Bathurst threw his support behind electronic case management, more specialised judges and alternative dispute resolution as ways to alleviate bottlenecks in the criminal justice system.

Cases will be allocated to judges depending on their particular skills and preferences, he predicted, adding that an increased number of panels would offer judges the opportunity to preside over cases irrespective of whether they are notionally a common law or equity judge.


Despite NSW Government moves to ban the use of electronic devices in courtrooms, Bathurst said judicial interaction with the public and press would increase and even follow Victoria’s lead of uploading videos of judgments and tweeting outcomes. 

However, Bathurst warned against placing too great an emphasis on efficiencies, using the NSW Government’s plan to abolish an accused’s right to silence to illustrate his point.

The Government announced in September last year that it plans to introduce amendments to the Evidence Act that allow juries and judges to draw adverse inferences against alleged criminals who refuse to speak to police but later produce evidence at trial.

Supporters of the legislation have pointed to similar provisions in the UK, but Bathurst emphasised the different legislative contexts, including the stipulation in UK law that requires a legal representative to be present to ensure that the suspect understands the significance and consequences of their silence. Bathurst claimed this is a necessary safeguard if the laws are introduced in NSW

“[This] would require a significant increase in legal aid funding that doesn’t, at present, appear likely,” he said, unwilling to predict how the issue will be resolved.

There were fleeting moments of dry humour in his heavy speech. Bathurst observed the hairstyles in 1990s editions of Bar News, making reference to the “the Tom Selleck” moustache.
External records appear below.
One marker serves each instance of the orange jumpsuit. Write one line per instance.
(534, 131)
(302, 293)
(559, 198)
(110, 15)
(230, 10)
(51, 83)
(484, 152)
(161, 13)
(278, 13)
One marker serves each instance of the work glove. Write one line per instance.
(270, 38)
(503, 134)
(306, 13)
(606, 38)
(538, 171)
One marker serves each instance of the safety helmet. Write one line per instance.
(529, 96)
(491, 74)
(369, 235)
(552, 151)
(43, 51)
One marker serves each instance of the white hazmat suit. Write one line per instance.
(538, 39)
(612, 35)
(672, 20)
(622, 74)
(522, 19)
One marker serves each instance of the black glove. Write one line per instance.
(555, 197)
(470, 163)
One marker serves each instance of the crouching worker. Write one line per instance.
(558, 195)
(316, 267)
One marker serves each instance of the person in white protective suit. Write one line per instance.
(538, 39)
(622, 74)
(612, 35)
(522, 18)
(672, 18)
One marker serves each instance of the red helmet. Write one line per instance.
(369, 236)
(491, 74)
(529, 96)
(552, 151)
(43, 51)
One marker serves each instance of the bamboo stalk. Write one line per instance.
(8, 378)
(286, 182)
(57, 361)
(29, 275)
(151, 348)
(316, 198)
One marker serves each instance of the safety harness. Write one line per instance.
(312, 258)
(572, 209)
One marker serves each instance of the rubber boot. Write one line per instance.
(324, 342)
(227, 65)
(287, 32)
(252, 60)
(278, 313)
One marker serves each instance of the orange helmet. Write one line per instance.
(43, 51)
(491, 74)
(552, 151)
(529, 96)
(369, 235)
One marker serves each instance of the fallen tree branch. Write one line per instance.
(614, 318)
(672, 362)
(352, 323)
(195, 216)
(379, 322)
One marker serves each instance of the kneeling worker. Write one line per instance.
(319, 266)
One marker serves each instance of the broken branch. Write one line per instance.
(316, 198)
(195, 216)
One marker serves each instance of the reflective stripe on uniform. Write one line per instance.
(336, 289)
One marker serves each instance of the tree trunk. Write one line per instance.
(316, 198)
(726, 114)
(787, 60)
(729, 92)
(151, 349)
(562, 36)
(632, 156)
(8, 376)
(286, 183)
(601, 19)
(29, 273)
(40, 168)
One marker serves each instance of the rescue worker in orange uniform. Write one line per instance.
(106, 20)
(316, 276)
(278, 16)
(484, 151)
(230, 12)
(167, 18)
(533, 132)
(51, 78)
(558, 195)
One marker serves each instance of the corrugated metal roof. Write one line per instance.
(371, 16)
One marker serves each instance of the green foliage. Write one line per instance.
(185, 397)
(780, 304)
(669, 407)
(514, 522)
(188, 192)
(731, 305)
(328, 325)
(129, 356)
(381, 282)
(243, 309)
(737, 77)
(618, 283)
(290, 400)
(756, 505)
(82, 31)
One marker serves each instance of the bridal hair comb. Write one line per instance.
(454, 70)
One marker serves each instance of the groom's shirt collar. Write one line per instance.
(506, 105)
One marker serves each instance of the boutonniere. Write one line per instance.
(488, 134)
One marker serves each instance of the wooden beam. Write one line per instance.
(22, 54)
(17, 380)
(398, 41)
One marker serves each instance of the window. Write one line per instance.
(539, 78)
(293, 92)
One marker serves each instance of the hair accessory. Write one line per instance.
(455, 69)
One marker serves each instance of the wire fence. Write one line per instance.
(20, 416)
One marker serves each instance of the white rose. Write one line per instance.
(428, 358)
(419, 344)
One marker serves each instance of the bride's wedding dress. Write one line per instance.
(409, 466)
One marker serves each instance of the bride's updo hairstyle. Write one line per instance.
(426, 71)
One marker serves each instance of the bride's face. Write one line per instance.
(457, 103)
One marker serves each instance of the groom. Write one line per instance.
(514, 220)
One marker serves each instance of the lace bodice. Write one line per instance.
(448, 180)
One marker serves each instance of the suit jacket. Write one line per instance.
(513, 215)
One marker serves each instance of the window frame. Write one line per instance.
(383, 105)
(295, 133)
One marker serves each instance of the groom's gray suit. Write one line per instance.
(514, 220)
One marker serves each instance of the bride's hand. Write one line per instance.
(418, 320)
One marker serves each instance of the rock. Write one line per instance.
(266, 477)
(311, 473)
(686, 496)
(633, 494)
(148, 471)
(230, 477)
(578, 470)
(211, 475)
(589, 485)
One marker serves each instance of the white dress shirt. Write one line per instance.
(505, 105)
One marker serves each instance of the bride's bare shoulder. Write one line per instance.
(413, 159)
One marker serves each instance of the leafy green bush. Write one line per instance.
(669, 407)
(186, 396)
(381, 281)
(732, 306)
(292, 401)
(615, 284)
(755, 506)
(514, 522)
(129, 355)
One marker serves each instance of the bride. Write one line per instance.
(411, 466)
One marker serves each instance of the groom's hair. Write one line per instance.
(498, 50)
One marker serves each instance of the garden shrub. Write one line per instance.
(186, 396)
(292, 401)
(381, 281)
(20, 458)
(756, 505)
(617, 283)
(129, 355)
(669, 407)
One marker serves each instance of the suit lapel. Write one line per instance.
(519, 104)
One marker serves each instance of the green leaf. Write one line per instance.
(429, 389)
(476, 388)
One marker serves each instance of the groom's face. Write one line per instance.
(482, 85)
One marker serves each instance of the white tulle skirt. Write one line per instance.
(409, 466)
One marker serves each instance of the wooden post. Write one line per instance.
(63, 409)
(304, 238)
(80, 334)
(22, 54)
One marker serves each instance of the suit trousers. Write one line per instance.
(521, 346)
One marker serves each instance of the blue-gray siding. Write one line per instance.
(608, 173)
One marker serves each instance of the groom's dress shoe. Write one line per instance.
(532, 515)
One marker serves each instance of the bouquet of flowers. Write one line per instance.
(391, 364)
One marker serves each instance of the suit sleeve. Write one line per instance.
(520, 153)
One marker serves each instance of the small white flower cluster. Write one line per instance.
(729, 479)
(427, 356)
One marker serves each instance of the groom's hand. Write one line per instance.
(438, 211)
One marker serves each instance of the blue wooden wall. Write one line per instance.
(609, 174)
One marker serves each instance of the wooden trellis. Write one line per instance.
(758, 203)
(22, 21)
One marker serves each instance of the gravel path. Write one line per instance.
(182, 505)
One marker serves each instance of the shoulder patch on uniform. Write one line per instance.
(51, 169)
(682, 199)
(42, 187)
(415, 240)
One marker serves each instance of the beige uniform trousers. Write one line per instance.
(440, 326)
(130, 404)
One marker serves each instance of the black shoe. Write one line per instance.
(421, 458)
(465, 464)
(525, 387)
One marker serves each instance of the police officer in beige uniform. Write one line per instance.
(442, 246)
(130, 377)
He also described the mixed reception the Evidence Act received when it came into force in the mid-1990s. At the time, Bathurst was appearing in Melbourne and, on a point of evidence, remarked to the judge: “now of course your Honour hasn’t had the misfortune of dealing with the Evidence Act”. The judge replied: “I was on the Commission that recommended that Act, Mr Bathurst”.

“You win some, you lose some,” he added.

Courts in crisis

Bathurst characterised the 1990s as a decade when delays in listing in the Supreme Court were “measured in years, not months”. He described the overwhelming sense of crisis in the courts and a serious inquiry by the Australian Law Reform Commission on whether to abandon the adversarial system altogether.

He said that there was no longer a great sense of crisis in the courts, despite the serious challenges to access to justice.

Bathurst commented on Gleeson’s 1995 prediction that the Supreme Court would be paperless by 2015. “If only wishing made it so,” he said, pointing out that the Court runs on Microsoft Office 2000 and a version of Windows released in 2001 for which mainstream Microsoft support ended four years ago.

“Trolleys of paper, ever increasing, remain the vogue … hallways the equivalent of a two lane-highway,” he added.

Bathurst’s other predictions included: the ‘right to privacy’ finding a home as a statutory tort; debate surrounding an Australian Bill of Rights focusing on state-based acts, and national regulation of the legal profession becoming a welcomed reality in the next 20 years.